Fortunately, Albuquerque is pretty laid back when it comes to race, and pretty much everything else, too. That includes seating on the bus – more specifically, the riders who’ve taken up two seats, one for them and one for their stuff. In fact, most standing riders will let empty seats go unoccupied if it means having to squeeze in between two other riders, or past the rider in the aisle seat. We’re a pretty live-and-let-live group, generally speaking.

That’s most of the time, not all of the time.

One regular recently told me about a rider who challenged another rider who didn’t want to give up the seat next to him. The regular recounts the conversation as going something like this: “Listen, I paid for a seat on the bus. Did you pay for two seats? Because if you did, I’ll stand. But I’m pretty sure you only have a ticket for one of these seats.”

He got his seat.

My experience is there’s a lot more thoughtfulness among the ridership than not. I’m thinking of the day before I began writing this. I was on my way home, standing in the aisle of a packed bus by a double seat occupied by a woman and her large shopping bag.

“Sir? Sir?”

It took me a minute to realize she was calling to me.
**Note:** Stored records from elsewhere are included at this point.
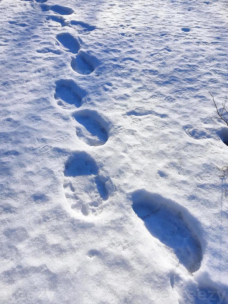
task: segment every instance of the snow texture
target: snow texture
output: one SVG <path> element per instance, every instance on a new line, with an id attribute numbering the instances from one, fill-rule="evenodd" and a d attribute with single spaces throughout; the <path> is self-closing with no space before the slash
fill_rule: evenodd
<path id="1" fill-rule="evenodd" d="M 0 303 L 228 303 L 226 0 L 0 0 Z"/>

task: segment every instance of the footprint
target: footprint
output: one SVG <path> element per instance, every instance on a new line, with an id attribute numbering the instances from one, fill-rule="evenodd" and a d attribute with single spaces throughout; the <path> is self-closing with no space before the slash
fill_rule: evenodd
<path id="1" fill-rule="evenodd" d="M 59 50 L 52 50 L 49 47 L 44 47 L 41 50 L 37 50 L 36 51 L 37 53 L 40 53 L 41 54 L 52 53 L 54 54 L 56 54 L 57 55 L 60 55 L 61 52 Z"/>
<path id="2" fill-rule="evenodd" d="M 67 23 L 61 16 L 56 15 L 55 16 L 47 16 L 46 18 L 46 23 L 47 23 L 47 26 L 49 27 L 58 27 L 65 26 Z"/>
<path id="3" fill-rule="evenodd" d="M 61 79 L 56 81 L 56 85 L 54 97 L 59 105 L 66 110 L 80 106 L 86 92 L 73 80 Z"/>
<path id="4" fill-rule="evenodd" d="M 186 33 L 187 33 L 188 32 L 190 32 L 190 29 L 188 27 L 182 27 L 181 29 L 181 30 L 183 32 L 185 32 Z"/>
<path id="5" fill-rule="evenodd" d="M 80 48 L 80 46 L 77 39 L 71 34 L 63 33 L 58 34 L 56 38 L 64 47 L 67 49 L 67 51 L 76 54 Z"/>
<path id="6" fill-rule="evenodd" d="M 202 259 L 201 246 L 176 204 L 159 194 L 143 190 L 135 191 L 132 197 L 133 210 L 144 222 L 150 233 L 172 248 L 180 262 L 189 271 L 198 270 Z M 193 221 L 190 215 L 184 211 L 188 221 Z"/>
<path id="7" fill-rule="evenodd" d="M 190 125 L 184 126 L 183 129 L 189 136 L 195 139 L 211 138 L 212 137 L 211 134 L 209 132 L 207 132 L 206 131 L 194 129 L 193 126 Z"/>
<path id="8" fill-rule="evenodd" d="M 168 115 L 166 114 L 161 114 L 154 111 L 148 110 L 143 108 L 138 108 L 136 110 L 129 111 L 126 113 L 127 116 L 147 116 L 147 115 L 153 115 L 158 116 L 161 118 L 166 118 Z"/>
<path id="9" fill-rule="evenodd" d="M 96 28 L 94 25 L 90 25 L 82 21 L 71 20 L 70 23 L 72 25 L 75 26 L 76 29 L 79 33 L 92 32 Z"/>
<path id="10" fill-rule="evenodd" d="M 40 7 L 43 11 L 53 11 L 60 15 L 70 15 L 74 12 L 74 11 L 72 9 L 67 7 L 65 6 L 62 6 L 61 5 L 47 5 L 46 4 L 42 4 L 40 6 Z"/>
<path id="11" fill-rule="evenodd" d="M 64 187 L 71 208 L 85 216 L 98 213 L 108 190 L 95 161 L 85 152 L 77 152 L 65 164 Z"/>
<path id="12" fill-rule="evenodd" d="M 81 110 L 73 115 L 78 123 L 76 133 L 79 139 L 90 146 L 99 146 L 108 140 L 107 123 L 96 112 Z"/>
<path id="13" fill-rule="evenodd" d="M 97 60 L 82 51 L 79 51 L 75 57 L 71 60 L 71 67 L 78 74 L 88 75 L 93 72 L 98 65 Z"/>

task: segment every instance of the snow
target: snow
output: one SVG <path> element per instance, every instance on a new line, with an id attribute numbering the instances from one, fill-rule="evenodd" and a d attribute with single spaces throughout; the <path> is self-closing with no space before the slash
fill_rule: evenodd
<path id="1" fill-rule="evenodd" d="M 1 303 L 228 303 L 225 0 L 2 0 Z"/>

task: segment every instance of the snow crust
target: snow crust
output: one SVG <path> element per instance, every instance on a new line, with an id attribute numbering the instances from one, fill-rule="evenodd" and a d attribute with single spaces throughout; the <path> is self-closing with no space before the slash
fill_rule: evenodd
<path id="1" fill-rule="evenodd" d="M 227 4 L 0 1 L 0 303 L 228 303 Z"/>

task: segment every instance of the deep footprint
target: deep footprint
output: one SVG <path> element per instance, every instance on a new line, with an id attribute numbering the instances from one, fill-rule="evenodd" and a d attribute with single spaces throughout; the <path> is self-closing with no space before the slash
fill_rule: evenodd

“Do you want to sit down?”

I thought about her shopping bag and my backpack and I told her I was fine.

She was a big lady, but she proceeded to move the shopping bag to her lap and empty the seat for me anyway. The effort was awkward, and she didn’t look comfortable when she was done. I really would rather have stayed standing. But I couldn’t ignore this act of consideration on her part, so I sat down next to her and piled my backpack in my lap.

“Thank you,” I said, and meant it.

And now I’m remembering one of the regulars who puts all her stuff in the window seat and sits in the aisle seat. She busies herself with a book or with scrolling through her mobile. But as we get closer to town and seats become less and less available, she gathers up her stuff and moves herself to the window seat, freeing up the easier-to-access aisle seat. Such awareness, such thoughtfulness, every morning, never fails to impress me.

And I remember one of the early “shorts” when I wrote about a kid who gave up his seat for me. And how there’s another story exactly like it in the queue, the only difference being some other old guy is the beneficiary of some young kid’s thoughtfulness.

Still more such stories have bubbled up as I write this. The point is that, for every time you see someone’s lack of civility, whether from thoughtlessness or a self-centered sense of prerogative, there’s a whole bunch more of people’s kindness and consideration for their co-riders.

A special salute to the driver of the 400 at the beginning of this story. I suspect looking out for the kids to the degree he did isn’t really in his job description. But it was the right thing to do. And it was a fine example for all of us.

Thank you, driver.
__________

The photo at the top of this story is titled “Yes my bag needs its own seat” and is posted with the kind permission of Plaid Ninja. You can see this and all Plaid Ninja’s photos on Flickr at: http://www.flickr.com/photos/rhoran/2333673101/


5 Comments:

Anonymous Anonymous said...

Hey, Old Boy, I suspect as the years move on, more and more people (including pregnant women) will be offering to give up their seat to you.
Good Story. BBBH

7:58 AM  
Anonymous martin said...

I spent a year in Tunisia and never got tired of seeing elderly ladies exert their social standing over school boys to get a seat. Seats were at quite a premium. Buses there would be crammed completely full.

One more thing about the social etiquette - Old ladies are expected to give up a seat for old men, but most men decline the offer.

12:05 PM  
Blogger Busboy said...

@ Anonymous: It's already happened (see Bus Story # 45 in August, 2007). Well, no pregnant women yet.

@ martin: I'd love to see how that social standing gets exerted. Those kinds of interactions are really are among the most fascinating bus stories.

I like and admire your blog. I also gather from your comment you and your family are no longer in Tunisia. Are you in the States?

3:16 AM  
Anonymous Anonymous said...

I got one for ya:

http://www.seathogs.com/

6:56 AM  
Blogger Busboy said...

I wish I'd known about the seathogs site when I posted this story! Thanks for sending this.